Le droit pour quiconque de ne pas être ouvertement présenté comme « coupable » est assurément lié à la présomption d’innocence, dit cet avocat...

Me Jean-Claude Hébert est un criminaliste montréalais
Me Jean-Claude Hébert est un criminaliste montréalais
Au Canada, cette garantie constitutionnelle protège autant l’individu formellement inculpé que celui qui est soupçonné d’avoir enfreint la loi ou des normes de bonne conduite.

Techniquement, l’innocence présumée concerne l’administration de la preuve devant un tribunal pénal. Mais cette protection inhérente à une poursuite criminelle se double d’un droit civil protégeant la réputation et la dignité du citoyen vitupéré publiquement.
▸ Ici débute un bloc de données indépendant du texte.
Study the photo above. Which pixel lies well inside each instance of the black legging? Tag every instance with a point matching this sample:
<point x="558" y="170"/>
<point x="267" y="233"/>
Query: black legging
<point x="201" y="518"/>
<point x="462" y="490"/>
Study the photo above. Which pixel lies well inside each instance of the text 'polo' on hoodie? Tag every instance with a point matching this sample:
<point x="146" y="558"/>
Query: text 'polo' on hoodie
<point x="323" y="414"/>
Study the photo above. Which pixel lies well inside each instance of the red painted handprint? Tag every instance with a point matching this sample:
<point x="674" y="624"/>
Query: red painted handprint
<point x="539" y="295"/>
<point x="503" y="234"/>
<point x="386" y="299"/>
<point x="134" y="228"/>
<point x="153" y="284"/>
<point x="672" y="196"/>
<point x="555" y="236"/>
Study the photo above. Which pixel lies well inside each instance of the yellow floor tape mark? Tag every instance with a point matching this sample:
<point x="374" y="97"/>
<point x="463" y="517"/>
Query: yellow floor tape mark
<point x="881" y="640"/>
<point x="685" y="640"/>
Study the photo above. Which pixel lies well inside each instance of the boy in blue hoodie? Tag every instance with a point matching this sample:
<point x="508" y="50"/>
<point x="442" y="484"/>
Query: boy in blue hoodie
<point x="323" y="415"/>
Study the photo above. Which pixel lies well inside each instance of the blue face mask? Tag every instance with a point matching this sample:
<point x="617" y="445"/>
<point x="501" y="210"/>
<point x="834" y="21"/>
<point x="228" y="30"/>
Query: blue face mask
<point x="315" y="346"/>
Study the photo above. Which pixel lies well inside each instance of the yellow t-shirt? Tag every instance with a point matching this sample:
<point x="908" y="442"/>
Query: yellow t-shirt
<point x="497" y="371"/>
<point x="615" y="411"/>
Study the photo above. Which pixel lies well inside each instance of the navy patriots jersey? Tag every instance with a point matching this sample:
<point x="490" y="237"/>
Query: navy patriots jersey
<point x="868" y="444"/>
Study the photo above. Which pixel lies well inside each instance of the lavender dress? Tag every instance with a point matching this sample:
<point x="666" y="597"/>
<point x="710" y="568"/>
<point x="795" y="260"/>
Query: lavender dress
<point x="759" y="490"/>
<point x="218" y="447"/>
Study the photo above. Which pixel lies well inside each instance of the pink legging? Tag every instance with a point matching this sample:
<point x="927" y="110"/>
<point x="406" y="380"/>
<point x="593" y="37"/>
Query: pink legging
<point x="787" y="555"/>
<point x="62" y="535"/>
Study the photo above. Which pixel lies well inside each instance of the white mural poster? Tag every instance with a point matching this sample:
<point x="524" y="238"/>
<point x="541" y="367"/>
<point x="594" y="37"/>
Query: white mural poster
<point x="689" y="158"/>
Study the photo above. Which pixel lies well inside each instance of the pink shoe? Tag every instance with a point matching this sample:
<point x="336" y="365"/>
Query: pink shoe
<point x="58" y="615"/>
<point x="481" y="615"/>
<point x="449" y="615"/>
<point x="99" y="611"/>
Discordance entre temps judiciaire et temps médiatique

Face au feu roulant du monde de l’information, il y a discordance entre le temps judiciaire et le temps médiatique. Condamner hâtivement un non-coupable sur la foi de lourds soupçons nourrit l’injustice. Par contre, considérer comme innocente une personne d’ores et déjà promise à damnation appartient à la foi aveugle.

La justice idéale devrait permettre de punir les coupables sur-le-champ, tout en épargnant les innocents. Cependant, cet idéal s’effrite devant la réalité de traitement des affaires judiciaires. Animé par le principe de précaution, le processus d’enquête et de mise en accusation procède avec lenteur. Cette retenue n’est pas sans vertu : elle favorise l’équité du procès et diminue la possibilité d’erreur judiciaire.

Selon la Cour suprême (arrêt Pearson), la présomption d’innocence est plus qu’un simple droit procédural. C’est un principe de justice fondamental garanti par la Constitution qui assure la sécurité d’une personne, notamment sa réputation et sa dignité.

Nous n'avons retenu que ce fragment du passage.